Presos aprendem crochê na cadeia e fazem peças para SPFW, Anitta e Pabllo Vittar
O crochê é uma técnica que emancipa o artesão e o permite recriar. Uma saia comprida pode ser encurtada, uma camiseta sem manga pode ter manga, gola ou ser transformada em vestido. Ele pode, até mesmo, humanizar e trazer alguém de volta à vida.
Há quatro anos, os presos na Penitenciária II “Desembargador Adriano Marrey”, em Guarulhos, na Grande São Paulo, têm a oportunidade de frequentar um curso de crochê chamado “Ponto Certo”.
Nesta quarta-feira (22), o G1 foi até a unidade prisional e assistiu com os detentos ao desfile das peças que eles confeccionaram e que foram apresentadas em abril na última São Paulo Fashion Week (SPFW), a maior semana de moda do Brasil.
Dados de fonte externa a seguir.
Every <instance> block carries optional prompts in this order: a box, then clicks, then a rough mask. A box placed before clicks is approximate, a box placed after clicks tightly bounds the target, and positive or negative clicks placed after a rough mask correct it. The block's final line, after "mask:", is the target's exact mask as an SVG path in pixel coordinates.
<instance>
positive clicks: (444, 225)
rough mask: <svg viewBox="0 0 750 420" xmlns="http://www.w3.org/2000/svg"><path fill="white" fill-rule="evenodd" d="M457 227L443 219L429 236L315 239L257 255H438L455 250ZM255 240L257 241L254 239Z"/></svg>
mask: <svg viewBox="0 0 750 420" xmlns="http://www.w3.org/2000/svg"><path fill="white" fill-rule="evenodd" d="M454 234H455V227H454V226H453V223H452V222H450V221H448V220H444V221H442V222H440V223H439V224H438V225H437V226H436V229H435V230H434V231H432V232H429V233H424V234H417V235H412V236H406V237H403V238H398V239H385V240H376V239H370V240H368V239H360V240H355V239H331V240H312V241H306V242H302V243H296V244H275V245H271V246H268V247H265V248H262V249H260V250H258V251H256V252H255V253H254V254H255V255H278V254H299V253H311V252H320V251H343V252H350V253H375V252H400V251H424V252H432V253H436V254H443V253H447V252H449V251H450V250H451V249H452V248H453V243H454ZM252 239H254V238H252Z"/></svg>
“Hoje é um dia especial, sim. Tem um pedaço de mim ali”, disse Lucas Francisco Ribeiro, de 23 anos, que está próximo de concluir sua sentença de dois anos de prisão por assalto. Ele já entrega o que produz para que a esposa venda e enxerga como um possível ofício fora da cadeia.
Detentos assistem ao desfile de modelos com peças em crochê produziadas eles na penitenciária Adriano Marrey, em Guarulhos (SP) — Foto: Marcelo Brandt/G1
Este foi o segundo ano consecutivo que as peças produzidas no projeto foram desfiladas na SPFW. A primeira coleção teve como tema o cotidiano no presídio, com peças que reproduziam uniformes e temas que faziam referência a mulheres, futebol, religiosidade e liberdade.
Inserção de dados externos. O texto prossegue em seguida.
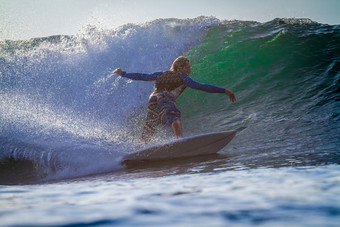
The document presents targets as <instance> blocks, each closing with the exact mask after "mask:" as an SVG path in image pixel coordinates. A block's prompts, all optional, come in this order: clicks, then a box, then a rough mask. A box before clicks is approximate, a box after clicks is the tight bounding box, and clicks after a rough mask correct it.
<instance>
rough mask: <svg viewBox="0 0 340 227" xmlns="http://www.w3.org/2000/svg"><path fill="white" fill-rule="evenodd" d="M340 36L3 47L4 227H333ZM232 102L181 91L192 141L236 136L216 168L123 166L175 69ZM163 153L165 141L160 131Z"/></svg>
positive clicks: (111, 31) (162, 20)
mask: <svg viewBox="0 0 340 227" xmlns="http://www.w3.org/2000/svg"><path fill="white" fill-rule="evenodd" d="M339 41H340V27H339V25H334V26H331V25H326V24H319V23H317V22H314V21H311V20H309V19H275V20H273V21H269V22H267V23H257V22H251V21H220V20H218V19H216V18H214V17H199V18H195V19H185V20H179V19H159V20H155V21H152V22H148V23H145V24H141V25H134V24H127V25H124V26H121V27H119V28H113V29H111V30H104V29H101V28H99V27H95V26H88V27H86V28H84V30H83V31H81V32H80V33H79V34H77V35H74V36H63V35H59V36H53V37H46V38H34V39H30V40H23V41H10V40H6V41H0V223H1V225H3V226H115V225H117V226H133V225H136V226H230V225H231V226H252V225H262V226H287V225H289V226H306V225H307V226H338V223H339V222H340V167H339V163H340V149H339V147H340V123H339V120H340V119H339V113H340V102H339V100H340V92H339V91H340V88H339V86H340V82H339V79H340V55H339V53H340V42H339ZM179 55H185V56H187V57H188V58H189V59H190V60H191V64H192V73H191V77H192V78H194V79H195V80H197V81H200V82H202V83H209V84H214V85H218V86H221V87H226V88H228V89H230V90H232V91H233V92H234V93H235V95H236V98H237V101H236V102H235V103H230V101H229V99H228V97H226V96H224V95H221V94H209V93H204V92H199V91H195V90H190V89H187V90H186V91H185V92H184V93H183V94H182V96H181V97H180V98H179V99H178V105H179V108H180V109H181V111H182V121H183V128H184V135H185V136H190V135H195V134H200V133H206V132H212V131H228V130H238V133H237V135H236V137H235V138H234V139H233V140H232V141H231V143H230V144H229V145H228V146H226V147H225V148H224V149H222V150H221V151H220V152H219V153H218V154H217V155H212V156H204V157H196V158H191V159H183V160H169V161H162V162H156V163H143V164H139V165H135V166H128V167H127V166H124V165H122V164H121V161H122V159H123V157H124V155H126V154H128V153H131V152H134V151H135V148H134V145H135V141H136V140H137V139H138V137H139V135H140V133H141V130H142V127H143V121H144V118H145V107H146V103H147V99H148V96H149V94H150V92H151V90H152V87H153V83H151V82H140V81H132V80H128V79H125V78H121V77H117V76H116V75H112V74H111V72H112V70H113V69H115V68H117V67H121V68H123V69H124V70H126V71H128V72H143V73H151V72H155V71H162V70H167V69H169V67H170V66H171V63H172V61H173V60H174V59H175V58H176V57H177V56H179ZM159 131H160V132H159V133H158V134H157V137H156V140H155V141H154V142H155V143H157V142H163V141H166V140H169V139H172V138H171V133H170V132H169V130H168V129H160V130H159Z"/></svg>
“Em 2018 foi incrível. Pilhou muito para que a gente continuasse. Mostrou que é verídico, que é de verdade, que não é brincadeira”, disse Fabiano Brás, 36 anos, cumprindo pena por tráfico de drogas, como a maior parte dos presos na Adriano Marrey.
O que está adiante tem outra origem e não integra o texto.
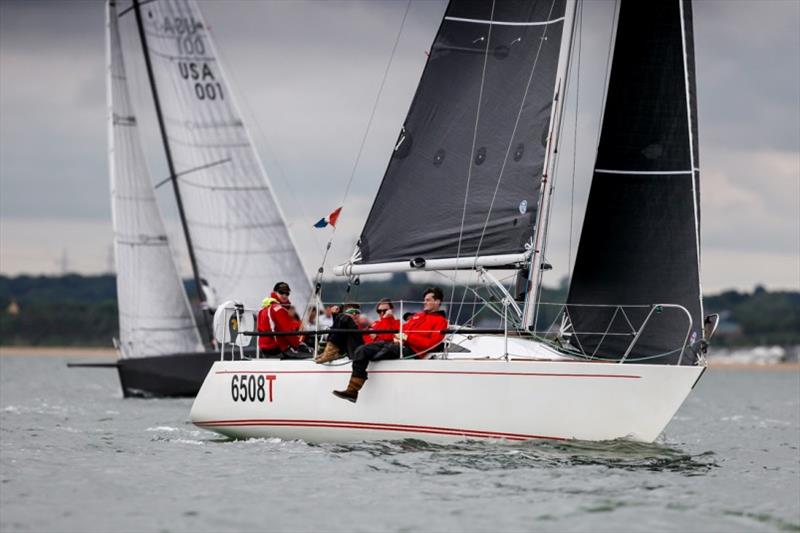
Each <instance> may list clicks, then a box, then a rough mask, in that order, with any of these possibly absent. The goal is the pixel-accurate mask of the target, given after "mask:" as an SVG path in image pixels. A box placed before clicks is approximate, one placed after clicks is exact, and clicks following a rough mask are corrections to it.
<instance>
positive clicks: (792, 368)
mask: <svg viewBox="0 0 800 533" xmlns="http://www.w3.org/2000/svg"><path fill="white" fill-rule="evenodd" d="M0 357H70V358H72V357H77V358H80V357H84V358H102V359H112V360H114V359H117V357H118V352H117V350H115V349H114V348H98V347H96V346H90V347H81V346H0ZM708 366H709V368H711V369H714V370H716V369H726V370H727V369H730V370H764V371H781V372H786V371H800V362H793V363H767V364H759V363H741V362H737V361H731V362H725V361H720V360H719V358H716V359H713V360H711V361H709V363H708Z"/></svg>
O fundador e diretor da SPFW, Paulo Borges, disse que a presença do projeto no evento agrega mesmo em meio as marcas mais badaladas do país. “Os produtos criados por esse coletivo carregam uma verdade estética muito linda e falam de uma nova economia para o mundo, uma ‘economia afetiva’, capaz de transformar um indivíduo”, disse à reportagem. “Para a moda fica o exemplo de futuro possível, muito mais humano e fraterno”, continuou.
Modelos com as peças em crochê apresentadas na SPFW em abril de 2019, e produzidas pelos detentos — Foto: Marcelo Brandt/G1
A segunda coleção teve como tema as oportunidades (e a falta delas), inspirada nas altas taxas de reincidência criminal no país. Para alcançar o resultado, o estilista Gustavo Silvestre, idealizador do projeto, orientou os alunos a darem o melhor de si em cada peça.
“Queríamos mostrar potência criativa e de realização para que todos refletissem sobre os talentos que existem aqui e sobre as oportunidades que temos que criar. Esse é o grande dilema deles”, explicou.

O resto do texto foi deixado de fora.